Not really, I'd argue.

On one level, the works in "Dreaming Their Way" and "Painted Stories" don't need to be explicitly read, even if it is their artists' intent to encode meaning. Thanks at least in part to the Washington Color School, we're already a city that's comfortable looking at dots, stripes and washes of pure color, without narrative. That there often is a narrative embedded in these paintings -- albeit one in a language most of us don't speak -- should not be enough to prevent our enjoyment of them.

That's because of what I'll call, for lack of a better word, the holistic nature of many of these works, a nature that transcends the often minutely specific cultural circumstances and symbolic meaning of their creation to speak to larger, more universal concerns.

Look at, say, "That Day: painful day," by Rosella Namok, an artist represented at both venues with powerfully rhythmic canvases that allude to sky, water, sand and, yes, the body. More important, though, than its evocation of the material world, the darkly disturbing "That Day" seems to tap into a world of hurt that is both within and without all of us.

How should anyone of us be expected to relate to kangaroos or emus as our spiritual ancestors, especially if we've never seen one, except in a zoo, and if we've heard no stories involving them as we were growing up? If, on the other hand, we can place them in the same metaphorical context as, say, E.T. (yes, the extraterrestrial of movie fame), as artist Linda Syddick (a.k.a. Tjungkaya Napaltjarri) does in "ET Going Home," then maybe we can see that the feeling of connection to the land, to the sky and to what lies beyond is not so foreign after all.

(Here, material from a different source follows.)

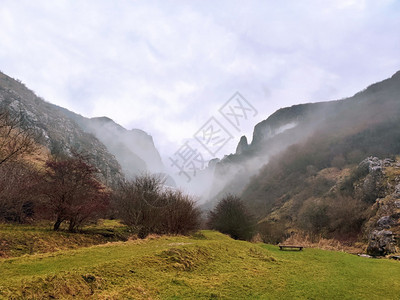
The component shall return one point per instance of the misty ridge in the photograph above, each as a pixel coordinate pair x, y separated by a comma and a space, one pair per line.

DREAMING THEIR WAY: AUSTRALIAN ABORIGINAL WOMEN PAINTERS Through Sept. 24 at the National Museum of Women in the Arts, 1250 New York Ave. NW (Metro: Metro Center). 202-783-5000. http://www.nmwa.org. Open Monday-Saturday 10 to 5; Sundays noon to 5. $8; students and seniors $6; members and ages 18 and younger free; free the first Sunday and Wednesday of the month.

PAINTED STORIES: CONTEMPORARY PAINTINGS BY AUSTRALIAN ABORIGINAL WOMEN Through Sept. 1 at the Embassy of Australia, 1601 Massachusetts Ave. NW (Metro: Farragut North). 202-797-3383. http://www.austemb.org. Open Monday-Friday 10 to 2. Free.

Public programs associated with "Dreaming Their Way" include:

Sept. 16 from 10 to 1 Role model workshop with Australian Aboriginal singer-songwriter Kerrianne Cox. Reservations required.

Sept. 17 from 1 to 4 Family festival.

Sept. 18 at 7 Concert by Australian Aboriginal singer-songwriter Kerrianne Cox. $10; students and seniors $8; members $7. Reservations required.